For LeQuez Spearman, assistant professor of recreation and leisure studies and newest member of that department, his scholarship is often about the uneven playing field of America’s greatest game: baseball. During the Popular/American Culture Association in the South’s national conference in Savannah, GA, in early October, Spearman chaired a session entitled, “Lessons Learned from ‘42’: Examining the Intersection of Race, Class, Spirituality and Sport in the Jackie Robinson Story.” He also presented an individual talk he called, “A Critique of Meritocracy and Race in ‘42’: What Really Mattered in the Jackie Robinson Story?”
In early November, Spearman—whose research interests include social inclusion in developmental baseball, leisure constraints theory and environmental sustainability in sport facilities—will continue an iteration of his talk at the North American Society of Sport Sociology conference in Quebec City, Quebec, Canada. There, he’ll focus on the twin tides of oppression Jews and African Americans have faced by using Hank Greenberg and Jackie Robinson as an entry point to examine the interface of sport and religion.

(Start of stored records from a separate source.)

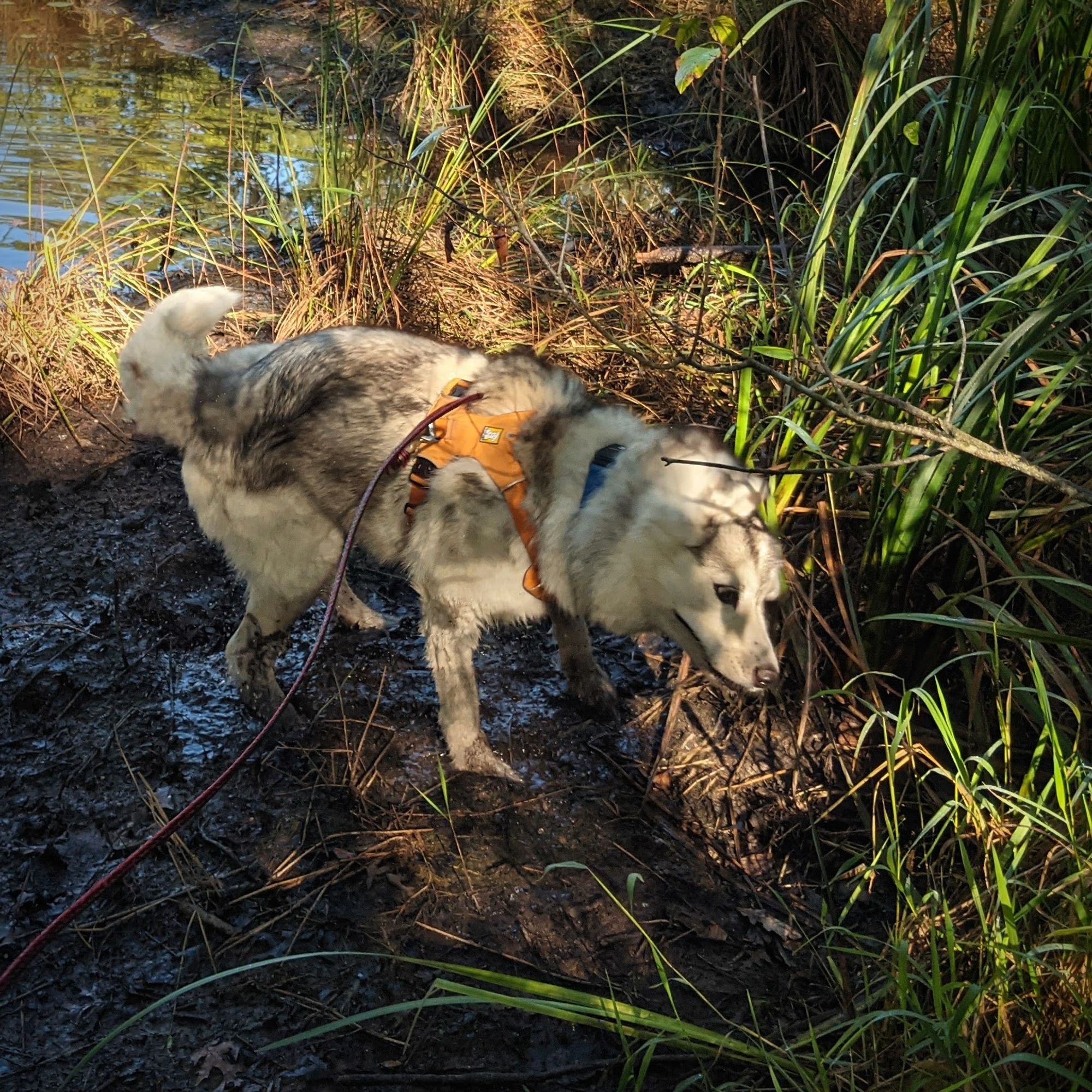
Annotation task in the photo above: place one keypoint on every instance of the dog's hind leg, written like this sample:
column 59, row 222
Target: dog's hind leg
column 353, row 612
column 588, row 682
column 255, row 648
column 450, row 643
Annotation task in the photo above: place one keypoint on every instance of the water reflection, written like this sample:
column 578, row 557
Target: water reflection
column 94, row 102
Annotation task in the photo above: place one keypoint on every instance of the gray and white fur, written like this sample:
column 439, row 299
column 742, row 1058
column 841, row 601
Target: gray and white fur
column 279, row 440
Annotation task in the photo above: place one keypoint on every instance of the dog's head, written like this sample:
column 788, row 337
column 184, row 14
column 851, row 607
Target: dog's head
column 717, row 572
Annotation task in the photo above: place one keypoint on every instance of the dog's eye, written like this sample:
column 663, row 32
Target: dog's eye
column 730, row 597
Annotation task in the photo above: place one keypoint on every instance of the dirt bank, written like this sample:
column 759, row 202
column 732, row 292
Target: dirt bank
column 114, row 711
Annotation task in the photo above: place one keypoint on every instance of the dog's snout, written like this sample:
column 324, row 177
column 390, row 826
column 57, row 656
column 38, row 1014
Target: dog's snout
column 765, row 678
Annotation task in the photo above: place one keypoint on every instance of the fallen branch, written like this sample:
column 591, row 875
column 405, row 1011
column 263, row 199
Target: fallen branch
column 694, row 256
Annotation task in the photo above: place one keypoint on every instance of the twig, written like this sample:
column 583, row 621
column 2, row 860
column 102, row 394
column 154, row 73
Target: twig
column 673, row 714
column 478, row 1078
column 695, row 255
column 824, row 471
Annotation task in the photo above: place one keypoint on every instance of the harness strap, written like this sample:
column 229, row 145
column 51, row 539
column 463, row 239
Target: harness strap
column 602, row 461
column 488, row 441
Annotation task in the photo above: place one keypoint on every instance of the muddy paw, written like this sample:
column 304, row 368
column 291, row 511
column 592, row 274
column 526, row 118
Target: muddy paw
column 361, row 616
column 479, row 758
column 598, row 694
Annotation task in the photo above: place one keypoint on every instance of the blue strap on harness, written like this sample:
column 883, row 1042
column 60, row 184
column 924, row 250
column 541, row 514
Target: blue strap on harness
column 602, row 461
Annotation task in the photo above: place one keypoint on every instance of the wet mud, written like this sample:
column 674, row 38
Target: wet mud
column 115, row 711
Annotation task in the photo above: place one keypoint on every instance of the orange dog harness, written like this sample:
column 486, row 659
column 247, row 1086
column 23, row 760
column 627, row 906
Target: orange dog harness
column 489, row 442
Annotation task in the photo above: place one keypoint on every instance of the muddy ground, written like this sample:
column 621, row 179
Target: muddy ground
column 115, row 711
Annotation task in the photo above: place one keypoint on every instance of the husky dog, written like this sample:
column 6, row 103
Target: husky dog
column 279, row 440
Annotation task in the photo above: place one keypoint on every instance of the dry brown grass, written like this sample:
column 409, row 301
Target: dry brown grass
column 58, row 335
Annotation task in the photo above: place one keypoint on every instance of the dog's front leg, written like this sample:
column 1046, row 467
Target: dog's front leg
column 450, row 643
column 254, row 649
column 588, row 682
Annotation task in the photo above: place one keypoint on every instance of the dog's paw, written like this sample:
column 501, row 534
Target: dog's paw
column 479, row 758
column 361, row 616
column 597, row 693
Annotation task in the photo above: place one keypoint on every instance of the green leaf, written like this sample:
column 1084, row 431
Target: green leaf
column 725, row 30
column 692, row 66
column 777, row 352
column 689, row 28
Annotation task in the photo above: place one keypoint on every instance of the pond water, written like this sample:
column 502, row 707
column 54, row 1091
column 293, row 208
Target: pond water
column 97, row 116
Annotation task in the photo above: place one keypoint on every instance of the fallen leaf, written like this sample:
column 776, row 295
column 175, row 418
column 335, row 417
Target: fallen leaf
column 218, row 1059
column 771, row 924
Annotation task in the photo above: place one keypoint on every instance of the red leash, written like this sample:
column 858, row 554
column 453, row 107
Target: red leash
column 396, row 458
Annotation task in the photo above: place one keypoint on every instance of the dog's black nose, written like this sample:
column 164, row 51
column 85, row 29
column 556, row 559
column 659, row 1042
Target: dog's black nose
column 765, row 678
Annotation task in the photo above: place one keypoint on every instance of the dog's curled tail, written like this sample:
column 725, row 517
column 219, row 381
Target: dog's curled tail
column 159, row 363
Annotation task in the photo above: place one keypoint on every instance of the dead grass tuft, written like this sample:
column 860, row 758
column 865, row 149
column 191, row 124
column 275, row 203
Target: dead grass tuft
column 60, row 328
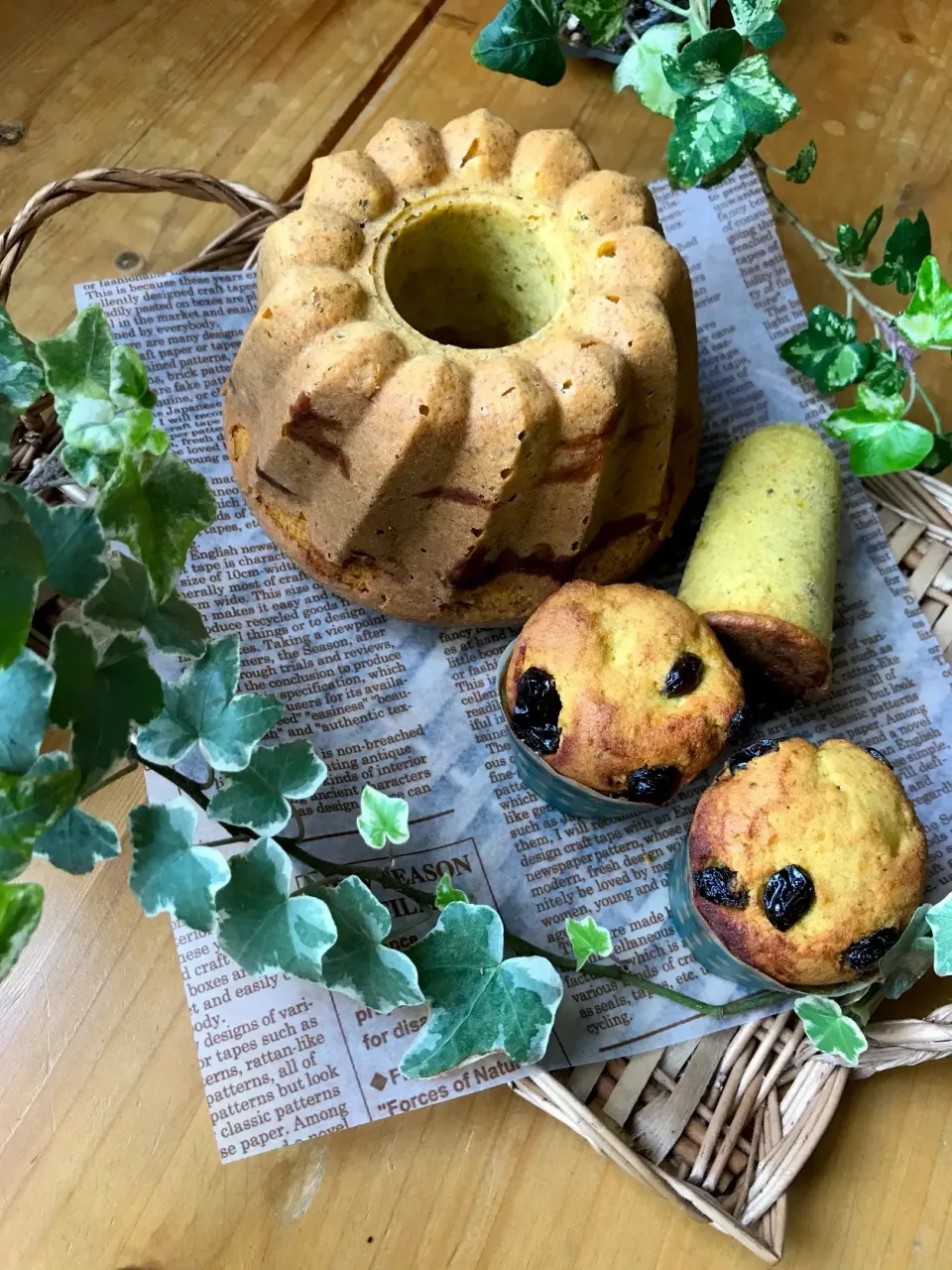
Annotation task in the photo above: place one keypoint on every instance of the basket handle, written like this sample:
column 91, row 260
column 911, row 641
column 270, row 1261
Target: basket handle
column 235, row 245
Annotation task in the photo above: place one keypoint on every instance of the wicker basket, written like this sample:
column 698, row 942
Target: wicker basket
column 720, row 1125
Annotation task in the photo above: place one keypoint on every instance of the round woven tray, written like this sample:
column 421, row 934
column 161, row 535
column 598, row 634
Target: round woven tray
column 720, row 1125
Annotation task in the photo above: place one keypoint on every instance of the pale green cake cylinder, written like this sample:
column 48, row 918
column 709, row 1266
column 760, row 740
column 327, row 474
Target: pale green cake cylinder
column 763, row 567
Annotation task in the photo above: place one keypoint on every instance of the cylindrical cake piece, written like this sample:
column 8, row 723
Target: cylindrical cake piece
column 765, row 563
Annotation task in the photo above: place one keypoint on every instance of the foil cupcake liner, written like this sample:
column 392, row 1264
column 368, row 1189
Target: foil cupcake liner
column 558, row 792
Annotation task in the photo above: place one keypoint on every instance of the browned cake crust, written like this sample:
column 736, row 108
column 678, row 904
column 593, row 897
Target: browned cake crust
column 610, row 651
column 791, row 657
column 472, row 373
column 833, row 811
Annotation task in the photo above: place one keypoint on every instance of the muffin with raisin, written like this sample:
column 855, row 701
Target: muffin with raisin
column 807, row 861
column 622, row 689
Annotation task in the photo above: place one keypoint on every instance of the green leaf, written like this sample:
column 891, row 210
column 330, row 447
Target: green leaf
column 880, row 439
column 928, row 318
column 885, row 375
column 21, row 908
column 202, row 708
column 712, row 126
column 169, row 874
column 157, row 506
column 705, row 62
column 258, row 797
column 588, row 939
column 642, row 66
column 828, row 350
column 100, row 697
column 829, row 1029
column 382, row 818
column 126, row 603
column 359, row 964
column 853, row 244
column 603, row 19
column 28, row 807
column 266, row 929
column 22, row 377
column 909, row 957
column 77, row 362
column 802, row 167
column 128, row 382
column 524, row 40
column 758, row 22
column 26, row 689
column 906, row 246
column 479, row 1002
column 77, row 839
column 22, row 568
column 71, row 541
column 448, row 894
column 939, row 919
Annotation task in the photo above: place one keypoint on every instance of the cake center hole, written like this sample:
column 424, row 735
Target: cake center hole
column 475, row 277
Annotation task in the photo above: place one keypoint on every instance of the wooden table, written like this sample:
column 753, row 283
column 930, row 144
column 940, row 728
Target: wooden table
column 108, row 1159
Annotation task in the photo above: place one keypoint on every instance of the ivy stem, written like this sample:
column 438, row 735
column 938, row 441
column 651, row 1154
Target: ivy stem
column 371, row 874
column 825, row 250
column 116, row 776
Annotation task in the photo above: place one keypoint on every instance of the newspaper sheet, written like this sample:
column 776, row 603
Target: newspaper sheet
column 413, row 710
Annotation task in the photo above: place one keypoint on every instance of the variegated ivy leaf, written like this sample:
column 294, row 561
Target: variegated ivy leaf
column 728, row 103
column 100, row 697
column 853, row 244
column 448, row 894
column 26, row 689
column 169, row 873
column 829, row 1029
column 22, row 570
column 906, row 246
column 603, row 19
column 263, row 926
column 359, row 964
column 909, row 957
column 71, row 540
column 30, row 806
column 928, row 318
column 880, row 439
column 479, row 1002
column 588, row 939
column 758, row 21
column 157, row 506
column 524, row 40
column 382, row 818
column 21, row 908
column 802, row 167
column 202, row 708
column 126, row 603
column 258, row 795
column 76, row 841
column 22, row 379
column 642, row 66
column 828, row 350
column 939, row 919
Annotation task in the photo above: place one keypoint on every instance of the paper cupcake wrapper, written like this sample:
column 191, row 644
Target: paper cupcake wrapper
column 711, row 952
column 558, row 792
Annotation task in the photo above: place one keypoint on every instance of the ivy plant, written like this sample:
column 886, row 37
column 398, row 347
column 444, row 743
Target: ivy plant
column 272, row 905
column 719, row 89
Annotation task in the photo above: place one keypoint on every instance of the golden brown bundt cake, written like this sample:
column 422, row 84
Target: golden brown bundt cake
column 472, row 372
column 807, row 861
column 622, row 689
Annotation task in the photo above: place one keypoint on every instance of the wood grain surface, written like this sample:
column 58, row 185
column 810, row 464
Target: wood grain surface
column 107, row 1155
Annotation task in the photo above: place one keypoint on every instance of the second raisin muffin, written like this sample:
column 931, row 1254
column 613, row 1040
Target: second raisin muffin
column 622, row 689
column 807, row 861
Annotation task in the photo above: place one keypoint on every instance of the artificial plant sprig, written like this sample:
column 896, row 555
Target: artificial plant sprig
column 720, row 91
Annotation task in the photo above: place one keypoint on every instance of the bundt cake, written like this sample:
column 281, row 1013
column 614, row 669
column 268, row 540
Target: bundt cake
column 472, row 373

Here is his abstract of the talk: “America is seen as a bastion for meritocracy, and the sport films produced and directed here tend to reflect this narrative. Sport is regaled as the great equalizer for so many of the social groups pushed to the margins of society. Simply put, the final score in a contest is decided between the lines and not in the public sphere. The film ‘42’ continues this tradition of meritocratic sport films with the biography of Jackie Robinson, the first African American to break the color line in Major League Baseball. My presentation and paper critiques meritocracy and racism as illustrated in this film.”